That said, the real issue is probably that the nuclei detector is failing on some ROIs. I dug around a bit and noticed that the nuclei detector is finding far fewer nuclei in some ROIs that it should. For example, on BRACS_1897_DCIS_4.png
it's only detecting 4 nuclei, although for this example specifically it doesn't even make it out of graph generation properly because it breaks the handcrafted nuclei concept extractor too, which is a whole 'nother issue.
Full traceback:
Traceback (most recent call last):
File "/home/liaoc2/miniconda3/envs/hactnet_hpc/lib/python3.7/runpy.py", line 193, in _run_module_as_main
"__main__", mod_spec)
File "/home/liaoc2/miniconda3/envs/hactnet_hpc/lib/python3.7/runpy.py", line 85, in _run_code
exec(code, run_globals)
File "/home/liaoc2/.vscode-server/extensions/ms-python.python-2022.16.0/pythonFiles/lib/python/debugpy/adapter/../../debugpy/launcher/../../debugpy/__main__.py", line 39, in <module>
cli.main()
File "/home/liaoc2/.vscode-server/extensions/ms-python.python-2022.16.0/pythonFiles/lib/python/debugpy/adapter/../../debugpy/launcher/../../debugpy/../debugpy/server/cli.py", line 430, in main
run()
File "/home/liaoc2/.vscode-server/extensions/ms-python.python-2022.16.0/pythonFiles/lib/python/debugpy/adapter/../../debugpy/launcher/../../debugpy/../debugpy/server/cli.py", line 284, in run_file
runpy.run_path(target, run_name="__main__")

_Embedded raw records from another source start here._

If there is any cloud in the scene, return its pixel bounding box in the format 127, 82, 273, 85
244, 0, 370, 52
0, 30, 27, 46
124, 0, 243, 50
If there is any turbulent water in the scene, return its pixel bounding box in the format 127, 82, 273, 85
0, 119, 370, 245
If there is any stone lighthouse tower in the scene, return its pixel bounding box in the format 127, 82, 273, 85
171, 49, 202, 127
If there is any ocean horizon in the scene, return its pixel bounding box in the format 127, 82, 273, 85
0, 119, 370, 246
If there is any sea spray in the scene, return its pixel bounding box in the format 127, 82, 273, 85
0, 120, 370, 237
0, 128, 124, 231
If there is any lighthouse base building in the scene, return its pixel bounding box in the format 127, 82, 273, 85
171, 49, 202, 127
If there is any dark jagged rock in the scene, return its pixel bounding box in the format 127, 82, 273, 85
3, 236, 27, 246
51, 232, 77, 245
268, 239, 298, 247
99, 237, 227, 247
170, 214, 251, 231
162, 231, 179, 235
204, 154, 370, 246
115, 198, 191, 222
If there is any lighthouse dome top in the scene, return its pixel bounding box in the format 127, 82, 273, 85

File "/home/liaoc2/.vscode-server/extensions/ms-python.python-2022.16.0/pythonFiles/lib/python/debugpy/_vendored/pydevd/_pydevd_bundle/pydevd_runpy.py", line 322, in run_path
pkg_name=pkg_name, script_name=fname)
File "/home/liaoc2/.vscode-server/extensions/ms-python.python-2022.16.0/pythonFiles/lib/python/debugpy/_vendored/pydevd/_pydevd_bundle/pydevd_runpy.py", line 136, in _run_module_code
mod_name, mod_spec, pkg_name, script_name)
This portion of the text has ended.